# phenolic router table 24x32 sagging, fixes?



## nojrd (Dec 26, 2011)

I recently purchased a Bench Dog phenolic router table. It was warped even without the weight of the router and lift. Exchanged for a new one, which is perfectly flat. I'm concerned that it will be a matter of time before weight, use, and gravity catch up to it and cause it to sag. I have a baltic birch sub base and would like to add a gusset to the bottom of the baltic birch to help keep it flat. 
Any suggestions on what to use? Aluminum angle vs steel? How much does the metal stretch? Form, angle vs some fence extrusion? Something from 80/20?
John


----------



## bobj3 (Jan 17, 2006)

Welcome


----------



## 2bigfeet (Mar 3, 2011)

I'm guessing it is an issue with phenolic tops... seeing how Jessem reinforces their tops.

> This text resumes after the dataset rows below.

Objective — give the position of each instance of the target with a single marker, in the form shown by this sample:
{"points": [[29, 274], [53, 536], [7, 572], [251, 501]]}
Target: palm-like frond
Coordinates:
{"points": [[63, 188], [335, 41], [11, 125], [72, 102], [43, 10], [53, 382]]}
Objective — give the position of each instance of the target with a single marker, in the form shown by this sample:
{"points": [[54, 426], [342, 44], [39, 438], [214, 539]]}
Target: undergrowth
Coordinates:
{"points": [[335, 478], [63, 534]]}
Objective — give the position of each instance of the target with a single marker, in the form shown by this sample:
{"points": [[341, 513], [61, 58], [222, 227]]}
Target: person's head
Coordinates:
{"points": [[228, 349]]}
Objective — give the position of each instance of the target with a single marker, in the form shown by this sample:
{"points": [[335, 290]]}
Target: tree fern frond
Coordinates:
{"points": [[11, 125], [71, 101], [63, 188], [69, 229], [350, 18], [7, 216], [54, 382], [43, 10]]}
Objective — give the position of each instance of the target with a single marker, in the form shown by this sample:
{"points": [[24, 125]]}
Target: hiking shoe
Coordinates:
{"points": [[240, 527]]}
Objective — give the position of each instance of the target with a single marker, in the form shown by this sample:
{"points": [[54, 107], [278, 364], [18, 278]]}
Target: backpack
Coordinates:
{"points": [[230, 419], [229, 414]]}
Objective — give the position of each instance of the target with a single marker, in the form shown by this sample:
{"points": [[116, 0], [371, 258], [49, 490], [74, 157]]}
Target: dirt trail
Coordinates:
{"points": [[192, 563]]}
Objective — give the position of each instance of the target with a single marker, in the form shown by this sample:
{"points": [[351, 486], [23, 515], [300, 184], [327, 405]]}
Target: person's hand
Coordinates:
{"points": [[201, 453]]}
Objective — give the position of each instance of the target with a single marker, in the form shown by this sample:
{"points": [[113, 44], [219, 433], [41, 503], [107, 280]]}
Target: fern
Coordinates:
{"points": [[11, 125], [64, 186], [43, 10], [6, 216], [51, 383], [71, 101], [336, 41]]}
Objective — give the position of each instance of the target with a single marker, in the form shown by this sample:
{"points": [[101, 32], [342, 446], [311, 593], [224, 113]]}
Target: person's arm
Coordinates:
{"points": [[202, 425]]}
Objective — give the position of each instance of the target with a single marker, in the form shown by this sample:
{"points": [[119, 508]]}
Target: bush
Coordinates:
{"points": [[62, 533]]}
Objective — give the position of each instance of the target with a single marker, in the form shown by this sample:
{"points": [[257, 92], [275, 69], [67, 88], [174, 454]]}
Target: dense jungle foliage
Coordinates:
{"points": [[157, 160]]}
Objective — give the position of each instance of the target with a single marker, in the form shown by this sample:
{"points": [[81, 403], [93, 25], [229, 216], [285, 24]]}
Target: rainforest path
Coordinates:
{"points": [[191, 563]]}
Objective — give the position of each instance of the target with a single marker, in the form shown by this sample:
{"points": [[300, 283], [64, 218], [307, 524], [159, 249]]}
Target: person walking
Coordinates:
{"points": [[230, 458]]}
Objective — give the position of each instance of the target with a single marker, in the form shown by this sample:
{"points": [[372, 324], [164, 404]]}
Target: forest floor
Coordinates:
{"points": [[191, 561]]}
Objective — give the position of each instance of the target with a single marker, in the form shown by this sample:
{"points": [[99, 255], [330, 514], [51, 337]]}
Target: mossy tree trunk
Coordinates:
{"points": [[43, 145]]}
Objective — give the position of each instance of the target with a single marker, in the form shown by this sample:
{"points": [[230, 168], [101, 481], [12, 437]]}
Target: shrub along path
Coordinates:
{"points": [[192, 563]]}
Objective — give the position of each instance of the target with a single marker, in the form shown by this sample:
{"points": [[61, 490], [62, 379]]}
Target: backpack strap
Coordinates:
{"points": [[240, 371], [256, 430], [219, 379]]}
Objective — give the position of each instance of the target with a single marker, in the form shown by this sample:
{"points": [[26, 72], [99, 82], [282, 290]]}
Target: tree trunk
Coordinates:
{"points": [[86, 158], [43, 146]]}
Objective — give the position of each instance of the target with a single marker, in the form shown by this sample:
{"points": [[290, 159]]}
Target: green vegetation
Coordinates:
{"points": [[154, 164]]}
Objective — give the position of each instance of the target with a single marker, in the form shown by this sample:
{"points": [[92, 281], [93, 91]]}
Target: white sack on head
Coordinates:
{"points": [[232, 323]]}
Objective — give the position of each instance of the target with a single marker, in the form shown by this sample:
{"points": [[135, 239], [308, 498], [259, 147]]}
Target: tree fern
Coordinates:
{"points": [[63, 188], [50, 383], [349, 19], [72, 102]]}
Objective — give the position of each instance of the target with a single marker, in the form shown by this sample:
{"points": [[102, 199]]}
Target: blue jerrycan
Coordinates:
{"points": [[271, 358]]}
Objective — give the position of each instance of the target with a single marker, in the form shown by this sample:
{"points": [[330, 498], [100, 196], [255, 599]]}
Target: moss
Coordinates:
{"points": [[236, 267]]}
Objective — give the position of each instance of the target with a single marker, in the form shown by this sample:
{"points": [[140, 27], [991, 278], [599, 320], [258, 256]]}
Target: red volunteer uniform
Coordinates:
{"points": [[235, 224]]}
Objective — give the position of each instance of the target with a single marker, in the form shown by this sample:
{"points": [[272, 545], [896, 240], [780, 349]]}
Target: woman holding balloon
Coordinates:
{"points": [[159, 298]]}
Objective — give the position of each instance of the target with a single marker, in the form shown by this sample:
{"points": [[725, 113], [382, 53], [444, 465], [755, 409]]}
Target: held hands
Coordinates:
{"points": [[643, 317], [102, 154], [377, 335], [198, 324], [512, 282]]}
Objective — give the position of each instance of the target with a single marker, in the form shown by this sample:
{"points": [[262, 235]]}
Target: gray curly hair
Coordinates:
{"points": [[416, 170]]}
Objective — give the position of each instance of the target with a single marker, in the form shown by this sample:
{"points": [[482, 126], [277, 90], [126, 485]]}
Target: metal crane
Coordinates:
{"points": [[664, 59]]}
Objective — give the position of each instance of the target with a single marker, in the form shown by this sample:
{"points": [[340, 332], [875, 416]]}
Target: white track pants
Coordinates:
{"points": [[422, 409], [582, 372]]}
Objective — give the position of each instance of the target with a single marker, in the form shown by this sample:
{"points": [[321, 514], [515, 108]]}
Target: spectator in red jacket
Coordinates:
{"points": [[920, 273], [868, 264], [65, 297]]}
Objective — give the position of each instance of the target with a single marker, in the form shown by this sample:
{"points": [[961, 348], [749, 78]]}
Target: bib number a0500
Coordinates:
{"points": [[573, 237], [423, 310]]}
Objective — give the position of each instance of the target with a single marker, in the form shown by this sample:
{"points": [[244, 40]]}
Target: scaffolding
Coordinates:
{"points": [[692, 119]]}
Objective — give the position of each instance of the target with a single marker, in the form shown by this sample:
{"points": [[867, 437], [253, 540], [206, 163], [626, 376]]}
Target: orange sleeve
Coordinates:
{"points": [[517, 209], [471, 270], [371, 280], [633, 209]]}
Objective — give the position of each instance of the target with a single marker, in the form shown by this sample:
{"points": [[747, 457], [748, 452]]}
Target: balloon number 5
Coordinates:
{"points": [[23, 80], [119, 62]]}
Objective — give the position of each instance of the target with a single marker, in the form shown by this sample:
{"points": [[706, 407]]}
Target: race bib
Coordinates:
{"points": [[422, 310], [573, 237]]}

That looks like a pretty substantial aluminum angle. Maybe follow their idea?


----------



## jw2170 (Jan 24, 2008)

Welcome to the router forum.

Thank you for joining us, John.

If you are worried that the table will sag, I would reinforce with transverse lengths of aluminum angle close to the insert base.


----------



## Mike (Nov 22, 2004)

John, the Router Workshop tables do not sag with Formica and I am in the process of building 3 tables of similar design with phenolic impregnated Baltic birch plywood. I noticed the phenolic does mark from clamping pressure. I believe if you use similar support you should not have any problems.


----------



## nojrd (Dec 26, 2011)

thanks for the input. I recall seeing the supports on the Jessem phenolic router table with built in lift. Interesting that Jessem did not have these on their prior phenolic table. If Jessem selected aluminum, I trust it will work. I thought aluminum would be more likely to stretch and sag than steel. Even so, getting a dead flat piece of aluminum would be much easier anyway, so aluminum wins. 
I have a 3/4 baltic birch flat base with 3/4 inch phenolic top. It will support an incra Master II lift, Porter Cable 7518, and Rocker sheet steel box. Put it all on a scale and got 36 lbs! Furthermore, the inside rail measures of the stand are 21x16 inches unsupport. Think it best to reinforce the belly from sagging.


----------